III 〜MY FAVORITE〜-2 管理人にはその理由が(イメージとしては余り結び付きにくいが)「オルケスタ・デ・ラ・ルス」での活動が影響しているように感じている。
 サルサ・バンド「オルケスタ・デ・ラ・ルス」での成功の軌跡が,今度はラテン・ジャズ・ビッグ・バンドを広めたいと願う際の方法論として生かされている。

 サルサ・バンド以上にインストのラテン・ジャズ・ビッグ・バンドって“とっつきにくい”ものだと思う。
 だ・か・ら・インストの間口を広めるための有名曲のカヴァーなのだ! ジャズあり。フュージョンあり。映画音楽あり。ラテンあり。ポップスあり。ソウルあり。そして最後の最後にアルバムに数曲入れているオリジナル勝負なのだ〜!

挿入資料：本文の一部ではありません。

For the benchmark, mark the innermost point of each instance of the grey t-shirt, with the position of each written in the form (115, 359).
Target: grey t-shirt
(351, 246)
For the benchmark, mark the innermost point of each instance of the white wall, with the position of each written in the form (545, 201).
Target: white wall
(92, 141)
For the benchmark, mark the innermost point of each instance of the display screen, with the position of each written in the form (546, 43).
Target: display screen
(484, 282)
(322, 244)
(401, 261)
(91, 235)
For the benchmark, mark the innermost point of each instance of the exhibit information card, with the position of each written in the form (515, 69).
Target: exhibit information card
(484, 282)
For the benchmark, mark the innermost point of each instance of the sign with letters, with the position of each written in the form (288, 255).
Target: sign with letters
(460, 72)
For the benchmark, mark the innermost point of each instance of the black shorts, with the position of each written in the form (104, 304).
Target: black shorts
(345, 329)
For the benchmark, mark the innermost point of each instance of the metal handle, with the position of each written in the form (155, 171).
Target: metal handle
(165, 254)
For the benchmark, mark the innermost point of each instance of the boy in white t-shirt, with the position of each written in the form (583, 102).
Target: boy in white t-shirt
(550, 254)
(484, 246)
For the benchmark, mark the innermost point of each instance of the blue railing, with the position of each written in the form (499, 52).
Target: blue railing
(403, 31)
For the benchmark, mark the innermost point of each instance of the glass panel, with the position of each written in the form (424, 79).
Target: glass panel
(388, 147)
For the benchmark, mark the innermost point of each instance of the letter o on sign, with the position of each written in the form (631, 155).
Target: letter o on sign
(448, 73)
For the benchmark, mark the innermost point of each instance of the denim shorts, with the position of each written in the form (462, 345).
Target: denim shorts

 『掘 腺唯戞。藤腺孱錬劭稗圍邸』では,硬派JAZZYな【マイ・フェバリット・シングス】と軟派JAZZYな【シング・シング・シング】。ディスコな【ガット・トゥ・ビー・リアル】と「オールナイト・ニッポン」のテーマ曲【ビター・スイート・ボンバ】。クインシー・ジョーンズとは「似て非なる」【アイ・キャント・ストップ・ラビング・ユー】が「熱帯JAZZ楽団」の“エンターテインメント!”。

  01. EPOCA DE ORO
  02. MY FAVORITE THINGS
  03. GOT TO BE REAL
  04. SING, SING, SING
  05. POR QUE NO?
  06. ROCKS
  07. BITTER SWEET BOMBA (BITTER SWEET SAMBA)
  08. RUINAS
  09. CHERRY PINK AND APPLE BLOSSOM WHITE
  10. I CAN'T STOP LOVING YOU
  11. PRENDE EL FUEGO

(ビクター/JVC 1999年発売/VICJ-60389)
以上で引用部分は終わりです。